Brunch was awesome. If my family knows one thing, it’s how to make some darn good food. Dad brought scrambled tofu, Liz put together an entire breakfast burrito bar, Charlotte made this awesome vegan banana apple cake (I’ll be making it myself in the next few weeks because I could not get enough of it, so recipe forthcoming) and I made a fruit salad, brought hashed browns and made Elinor’s “1st Birthday cake” which I will actually call more like muffin cakes. I purposely tried to find a recipe with low sugar. Now I can eat sugar until it’s coming out my ears, don’t get me wrong. I am not one of those bakers that uses the fake stuff. Agave, honey, brown sugar, molasses, the regular old white sugar, I’ll use it all. But Elinor is one, and Al and I believe that why start her on something like that before it’s necessary? She will have many years before her of sugar highs and lows, candy hearts, sneaking bubble gum with her friends, and trading her hummus sandwich and carrot sticks for a coke and a reeses cup. So why encourage that before you have to? But at the same time, I’m also feeding a (small) group. And I want it to taste good. So what’s a girl to do?
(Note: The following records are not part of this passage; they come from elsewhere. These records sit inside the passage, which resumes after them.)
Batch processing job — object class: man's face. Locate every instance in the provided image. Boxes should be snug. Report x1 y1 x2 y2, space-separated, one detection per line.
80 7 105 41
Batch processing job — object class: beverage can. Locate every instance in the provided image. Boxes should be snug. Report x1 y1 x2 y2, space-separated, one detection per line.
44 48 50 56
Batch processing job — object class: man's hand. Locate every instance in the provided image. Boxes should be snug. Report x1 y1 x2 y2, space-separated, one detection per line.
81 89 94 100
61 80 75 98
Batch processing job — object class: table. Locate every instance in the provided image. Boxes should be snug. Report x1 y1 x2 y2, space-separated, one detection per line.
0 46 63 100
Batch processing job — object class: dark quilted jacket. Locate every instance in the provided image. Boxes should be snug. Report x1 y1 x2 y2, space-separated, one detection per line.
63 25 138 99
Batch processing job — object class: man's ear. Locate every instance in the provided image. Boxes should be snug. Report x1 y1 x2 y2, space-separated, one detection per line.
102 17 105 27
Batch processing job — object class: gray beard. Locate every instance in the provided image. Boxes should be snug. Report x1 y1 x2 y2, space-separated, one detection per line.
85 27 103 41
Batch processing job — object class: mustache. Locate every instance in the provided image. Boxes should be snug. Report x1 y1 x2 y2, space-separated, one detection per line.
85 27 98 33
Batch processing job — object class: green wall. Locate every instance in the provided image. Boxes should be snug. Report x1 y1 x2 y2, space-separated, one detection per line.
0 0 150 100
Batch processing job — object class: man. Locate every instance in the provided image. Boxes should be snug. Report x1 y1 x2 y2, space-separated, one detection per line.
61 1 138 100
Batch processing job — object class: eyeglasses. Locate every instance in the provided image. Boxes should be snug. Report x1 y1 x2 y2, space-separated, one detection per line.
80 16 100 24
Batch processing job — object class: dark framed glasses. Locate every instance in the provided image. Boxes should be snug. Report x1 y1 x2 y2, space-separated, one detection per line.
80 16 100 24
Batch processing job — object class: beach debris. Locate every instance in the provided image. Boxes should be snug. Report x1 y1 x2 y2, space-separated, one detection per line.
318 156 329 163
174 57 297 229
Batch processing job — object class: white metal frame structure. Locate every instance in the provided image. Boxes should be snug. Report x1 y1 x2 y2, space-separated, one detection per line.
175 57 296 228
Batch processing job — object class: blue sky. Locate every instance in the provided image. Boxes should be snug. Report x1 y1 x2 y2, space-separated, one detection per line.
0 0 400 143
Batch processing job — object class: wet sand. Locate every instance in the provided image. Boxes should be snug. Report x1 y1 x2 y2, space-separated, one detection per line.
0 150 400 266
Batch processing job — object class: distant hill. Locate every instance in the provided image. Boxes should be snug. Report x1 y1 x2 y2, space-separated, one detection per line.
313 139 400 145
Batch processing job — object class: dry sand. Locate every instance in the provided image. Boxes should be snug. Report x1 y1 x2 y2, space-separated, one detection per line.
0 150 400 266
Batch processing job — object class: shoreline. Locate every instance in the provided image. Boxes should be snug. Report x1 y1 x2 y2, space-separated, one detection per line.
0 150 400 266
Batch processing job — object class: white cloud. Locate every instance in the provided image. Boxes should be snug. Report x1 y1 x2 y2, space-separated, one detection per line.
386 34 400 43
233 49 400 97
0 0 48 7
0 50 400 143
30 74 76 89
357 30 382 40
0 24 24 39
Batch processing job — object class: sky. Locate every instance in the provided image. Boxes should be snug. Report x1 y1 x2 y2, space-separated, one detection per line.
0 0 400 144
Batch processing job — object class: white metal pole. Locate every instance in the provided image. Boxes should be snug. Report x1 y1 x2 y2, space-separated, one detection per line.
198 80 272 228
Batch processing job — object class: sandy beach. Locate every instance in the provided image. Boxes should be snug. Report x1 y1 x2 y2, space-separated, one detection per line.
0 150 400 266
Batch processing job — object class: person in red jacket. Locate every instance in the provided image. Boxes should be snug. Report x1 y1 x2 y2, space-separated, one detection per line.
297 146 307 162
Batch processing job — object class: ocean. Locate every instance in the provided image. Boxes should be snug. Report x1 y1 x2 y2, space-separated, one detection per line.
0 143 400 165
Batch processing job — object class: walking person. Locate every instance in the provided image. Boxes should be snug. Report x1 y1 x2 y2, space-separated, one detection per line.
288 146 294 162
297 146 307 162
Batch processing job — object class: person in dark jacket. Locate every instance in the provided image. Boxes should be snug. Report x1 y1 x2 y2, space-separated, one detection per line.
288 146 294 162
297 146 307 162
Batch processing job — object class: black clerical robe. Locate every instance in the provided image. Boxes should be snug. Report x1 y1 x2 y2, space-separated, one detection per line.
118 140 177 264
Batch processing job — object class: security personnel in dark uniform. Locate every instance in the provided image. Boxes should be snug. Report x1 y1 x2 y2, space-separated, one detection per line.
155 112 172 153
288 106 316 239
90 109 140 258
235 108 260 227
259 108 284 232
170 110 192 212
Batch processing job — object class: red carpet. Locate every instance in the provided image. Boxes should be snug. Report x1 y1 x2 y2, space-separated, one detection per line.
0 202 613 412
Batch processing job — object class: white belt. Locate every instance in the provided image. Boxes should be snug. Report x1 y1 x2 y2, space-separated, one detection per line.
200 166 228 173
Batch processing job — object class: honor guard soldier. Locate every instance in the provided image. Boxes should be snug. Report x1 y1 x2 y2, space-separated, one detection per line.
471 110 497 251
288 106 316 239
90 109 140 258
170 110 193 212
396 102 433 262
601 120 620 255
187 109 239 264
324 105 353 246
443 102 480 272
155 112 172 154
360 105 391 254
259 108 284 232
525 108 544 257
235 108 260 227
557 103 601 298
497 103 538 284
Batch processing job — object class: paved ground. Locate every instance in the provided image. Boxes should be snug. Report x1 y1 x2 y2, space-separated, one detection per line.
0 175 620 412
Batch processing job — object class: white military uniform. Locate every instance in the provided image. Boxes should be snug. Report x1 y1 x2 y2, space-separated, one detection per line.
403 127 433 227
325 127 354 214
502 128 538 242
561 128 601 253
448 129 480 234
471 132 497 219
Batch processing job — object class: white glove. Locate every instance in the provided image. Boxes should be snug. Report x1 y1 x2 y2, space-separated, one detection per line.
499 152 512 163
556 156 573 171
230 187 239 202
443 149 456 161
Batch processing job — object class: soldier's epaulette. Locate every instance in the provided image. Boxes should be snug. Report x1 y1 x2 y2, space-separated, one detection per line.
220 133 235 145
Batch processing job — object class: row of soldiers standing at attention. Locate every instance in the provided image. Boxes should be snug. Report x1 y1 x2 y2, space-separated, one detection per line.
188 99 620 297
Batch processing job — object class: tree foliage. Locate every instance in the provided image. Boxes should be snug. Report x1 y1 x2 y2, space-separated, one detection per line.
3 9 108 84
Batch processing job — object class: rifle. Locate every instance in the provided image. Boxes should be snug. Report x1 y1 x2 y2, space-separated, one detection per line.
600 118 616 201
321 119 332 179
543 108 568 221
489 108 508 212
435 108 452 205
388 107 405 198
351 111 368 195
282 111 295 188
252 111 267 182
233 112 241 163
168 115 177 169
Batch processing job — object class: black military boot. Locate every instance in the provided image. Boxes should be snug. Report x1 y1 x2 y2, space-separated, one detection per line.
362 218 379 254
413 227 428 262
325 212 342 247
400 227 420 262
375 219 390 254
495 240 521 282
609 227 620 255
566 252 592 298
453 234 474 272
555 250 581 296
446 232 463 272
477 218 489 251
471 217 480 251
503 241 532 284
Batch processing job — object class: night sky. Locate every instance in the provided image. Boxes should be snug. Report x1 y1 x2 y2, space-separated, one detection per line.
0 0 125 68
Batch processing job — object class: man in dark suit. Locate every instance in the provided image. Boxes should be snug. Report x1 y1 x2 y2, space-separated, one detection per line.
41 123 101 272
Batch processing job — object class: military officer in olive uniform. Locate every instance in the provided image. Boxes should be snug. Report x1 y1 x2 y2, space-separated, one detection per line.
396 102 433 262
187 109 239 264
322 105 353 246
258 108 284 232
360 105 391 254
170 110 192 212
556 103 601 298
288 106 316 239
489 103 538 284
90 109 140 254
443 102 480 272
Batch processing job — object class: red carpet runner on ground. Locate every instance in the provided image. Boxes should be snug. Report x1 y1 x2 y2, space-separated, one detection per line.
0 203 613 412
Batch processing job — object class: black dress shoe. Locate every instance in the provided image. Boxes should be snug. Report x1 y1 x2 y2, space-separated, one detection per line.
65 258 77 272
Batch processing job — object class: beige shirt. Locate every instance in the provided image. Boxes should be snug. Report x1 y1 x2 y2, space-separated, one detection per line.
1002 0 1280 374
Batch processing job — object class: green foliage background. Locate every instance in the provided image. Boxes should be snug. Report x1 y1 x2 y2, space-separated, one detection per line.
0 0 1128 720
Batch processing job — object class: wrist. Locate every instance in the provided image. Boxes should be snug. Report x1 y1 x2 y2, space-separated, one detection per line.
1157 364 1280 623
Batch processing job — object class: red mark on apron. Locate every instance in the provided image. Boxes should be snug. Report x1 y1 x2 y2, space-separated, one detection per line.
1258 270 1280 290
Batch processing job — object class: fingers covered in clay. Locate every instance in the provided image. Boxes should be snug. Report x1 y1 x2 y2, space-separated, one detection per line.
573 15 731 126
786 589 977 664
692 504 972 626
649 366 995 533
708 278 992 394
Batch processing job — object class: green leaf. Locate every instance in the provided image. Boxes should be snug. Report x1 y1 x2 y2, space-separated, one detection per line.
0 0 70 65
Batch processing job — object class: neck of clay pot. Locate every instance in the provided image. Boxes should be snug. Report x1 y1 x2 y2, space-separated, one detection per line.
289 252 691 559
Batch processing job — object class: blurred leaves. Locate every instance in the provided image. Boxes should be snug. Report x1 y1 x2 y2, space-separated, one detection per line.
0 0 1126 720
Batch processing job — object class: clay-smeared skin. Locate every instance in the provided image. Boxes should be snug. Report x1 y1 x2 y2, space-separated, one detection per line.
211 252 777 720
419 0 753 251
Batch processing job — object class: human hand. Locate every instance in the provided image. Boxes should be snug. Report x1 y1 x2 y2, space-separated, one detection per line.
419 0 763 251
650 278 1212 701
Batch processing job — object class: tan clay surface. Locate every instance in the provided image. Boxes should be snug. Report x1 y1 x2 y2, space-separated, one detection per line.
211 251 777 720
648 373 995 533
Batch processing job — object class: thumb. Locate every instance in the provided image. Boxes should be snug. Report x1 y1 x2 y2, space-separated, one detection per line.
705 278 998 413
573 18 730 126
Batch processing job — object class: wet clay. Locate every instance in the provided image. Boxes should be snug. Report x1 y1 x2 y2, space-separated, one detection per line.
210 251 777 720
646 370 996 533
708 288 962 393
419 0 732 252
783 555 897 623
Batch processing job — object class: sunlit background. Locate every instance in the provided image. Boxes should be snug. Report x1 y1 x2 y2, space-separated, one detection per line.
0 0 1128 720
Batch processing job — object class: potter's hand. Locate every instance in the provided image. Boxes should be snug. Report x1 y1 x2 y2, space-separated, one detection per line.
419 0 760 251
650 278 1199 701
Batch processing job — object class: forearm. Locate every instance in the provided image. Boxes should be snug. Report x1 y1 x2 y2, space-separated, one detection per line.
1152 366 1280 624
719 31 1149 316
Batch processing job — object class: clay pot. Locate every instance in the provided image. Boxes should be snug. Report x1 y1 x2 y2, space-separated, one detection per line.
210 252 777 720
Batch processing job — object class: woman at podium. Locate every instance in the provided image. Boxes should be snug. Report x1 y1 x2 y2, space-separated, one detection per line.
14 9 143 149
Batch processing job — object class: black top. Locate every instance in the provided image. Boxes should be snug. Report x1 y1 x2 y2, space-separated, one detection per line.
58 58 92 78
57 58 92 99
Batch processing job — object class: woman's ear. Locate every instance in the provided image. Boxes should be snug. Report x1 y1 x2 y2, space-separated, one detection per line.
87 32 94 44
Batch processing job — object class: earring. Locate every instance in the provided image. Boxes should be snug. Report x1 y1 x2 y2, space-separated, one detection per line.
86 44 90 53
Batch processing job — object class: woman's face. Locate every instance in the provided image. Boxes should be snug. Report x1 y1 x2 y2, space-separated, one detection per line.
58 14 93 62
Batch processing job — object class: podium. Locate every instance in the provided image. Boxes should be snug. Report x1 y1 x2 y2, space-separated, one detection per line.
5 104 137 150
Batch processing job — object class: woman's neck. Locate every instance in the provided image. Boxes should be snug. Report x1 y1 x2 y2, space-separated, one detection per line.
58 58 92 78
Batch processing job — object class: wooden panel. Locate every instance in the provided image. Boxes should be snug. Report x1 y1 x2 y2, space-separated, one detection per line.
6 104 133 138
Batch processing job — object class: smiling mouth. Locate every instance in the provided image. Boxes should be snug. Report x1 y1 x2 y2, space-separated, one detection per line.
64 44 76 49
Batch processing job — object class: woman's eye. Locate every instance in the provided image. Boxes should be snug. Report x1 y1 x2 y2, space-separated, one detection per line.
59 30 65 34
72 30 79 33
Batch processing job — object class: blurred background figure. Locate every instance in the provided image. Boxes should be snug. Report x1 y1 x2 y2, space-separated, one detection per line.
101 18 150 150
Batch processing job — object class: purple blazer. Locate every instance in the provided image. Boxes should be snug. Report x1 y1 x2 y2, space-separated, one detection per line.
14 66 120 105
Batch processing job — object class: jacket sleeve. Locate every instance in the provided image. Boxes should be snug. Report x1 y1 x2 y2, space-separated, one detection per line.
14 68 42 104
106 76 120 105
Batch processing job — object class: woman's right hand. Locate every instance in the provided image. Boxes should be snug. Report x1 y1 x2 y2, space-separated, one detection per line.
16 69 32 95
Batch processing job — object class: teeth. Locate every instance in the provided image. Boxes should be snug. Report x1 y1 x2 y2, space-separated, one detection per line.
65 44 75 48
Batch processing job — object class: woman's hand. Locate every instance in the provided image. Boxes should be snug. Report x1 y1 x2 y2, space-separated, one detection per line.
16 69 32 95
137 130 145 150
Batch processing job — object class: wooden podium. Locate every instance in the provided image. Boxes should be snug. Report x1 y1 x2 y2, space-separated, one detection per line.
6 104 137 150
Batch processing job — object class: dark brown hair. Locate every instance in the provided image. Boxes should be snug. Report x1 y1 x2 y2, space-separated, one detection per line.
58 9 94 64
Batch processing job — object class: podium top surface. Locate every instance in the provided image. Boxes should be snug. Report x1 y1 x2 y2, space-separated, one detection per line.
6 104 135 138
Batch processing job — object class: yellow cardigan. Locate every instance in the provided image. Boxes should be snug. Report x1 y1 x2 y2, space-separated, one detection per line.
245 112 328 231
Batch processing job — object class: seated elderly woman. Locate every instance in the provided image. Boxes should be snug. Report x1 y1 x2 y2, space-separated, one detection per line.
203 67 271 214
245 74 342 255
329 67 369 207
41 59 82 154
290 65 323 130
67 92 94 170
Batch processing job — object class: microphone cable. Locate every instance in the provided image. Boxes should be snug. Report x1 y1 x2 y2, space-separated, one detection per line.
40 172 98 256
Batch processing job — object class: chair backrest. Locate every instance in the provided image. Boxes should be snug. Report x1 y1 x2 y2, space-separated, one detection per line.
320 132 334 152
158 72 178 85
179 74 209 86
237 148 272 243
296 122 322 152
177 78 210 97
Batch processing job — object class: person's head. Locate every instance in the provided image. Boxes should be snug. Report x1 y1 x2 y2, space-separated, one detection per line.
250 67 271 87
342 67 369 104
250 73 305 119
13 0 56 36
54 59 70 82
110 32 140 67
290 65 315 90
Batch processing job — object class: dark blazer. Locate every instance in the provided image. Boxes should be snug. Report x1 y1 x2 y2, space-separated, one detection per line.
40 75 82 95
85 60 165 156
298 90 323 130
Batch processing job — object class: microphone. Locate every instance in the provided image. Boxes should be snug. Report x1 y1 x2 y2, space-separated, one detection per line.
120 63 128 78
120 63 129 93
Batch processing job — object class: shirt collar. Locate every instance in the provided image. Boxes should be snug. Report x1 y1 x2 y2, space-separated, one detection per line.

Off to trolling the internet. And I found a perfect recipe on a website called “Happy, Healthy Mama.” Well, that sounded right up my alley. Here is is. Enjoy these “muffincakes” for breakfast, dessert, snack, whatever! They are healthy enough that you don’t need to feel guilty about eating three of them. I may have.
Carrot Cupcakes with Maple Cream Cheese Frosting
What you will need:
For the cupcakes:
1 1/2 cups white whole wheat flour (I used half white spelt, half whole spelt. Again worked great. Love me some spelt.)
1 1/2 teaspoons baking powder
1/2 teaspoon baking soda
1 1/2 teaspoon cinnamon
1/2 teaspoon ground ginger
1/2 teaspoon ground nutmeg
3/4 teaspoon salt
2 eggs
2/3 cup unsweetened applesauce
1/3 cup maple syrup
2 teaspoons vanilla
1/4 cup crushed and drained pineapple
2 cups shredded carrots
For the frosting:
8 ounces cream cheese at room temperature (I used neufchatel, and again, worked great)
4 Tablespoons maple syrup
1 teaspoon vanilla
1 teaspoon cinnamon
Method:
Preheat the oven to 350. Line muffin tins with paper liners and spray with non-stick cooking spray (or rub lightly with oil or whatever. I only have non-stick olive oil spray and I used it and it was fine.)In a medium bowl, whisk together flour, baking powder and baking soda and spices. Set aside.
In a separate bowl, whisk together the eggs, applesauce, maple syrup and vanilla. Stir in the pineapple and carrots.
Combine the wet and dry ingredients and stir until the mixture is smooth. Spoon around 1/3 of a cup of batter into each muffin liner. Bake for 22-25 minutes or until a toothpick comes out clean. Allow to cool on a rack before frosting.
While cupcakes are cooling, make the frosting. In a medium bowl, beat together cream cheese, maple syrup, vanilla and cinnamon until smooth and whipped. Ice and eat. Recipe makes 12 cupcakes (if you wanted to make a full on cake, you would want to double it.)
This is how well they went over; I discovered my nephew hiding in the kitchen licking the icing bowl and this is the effect they had on Elinor.
Before:
During:
I’d say that’s a successful birthday party by anyone’s standards.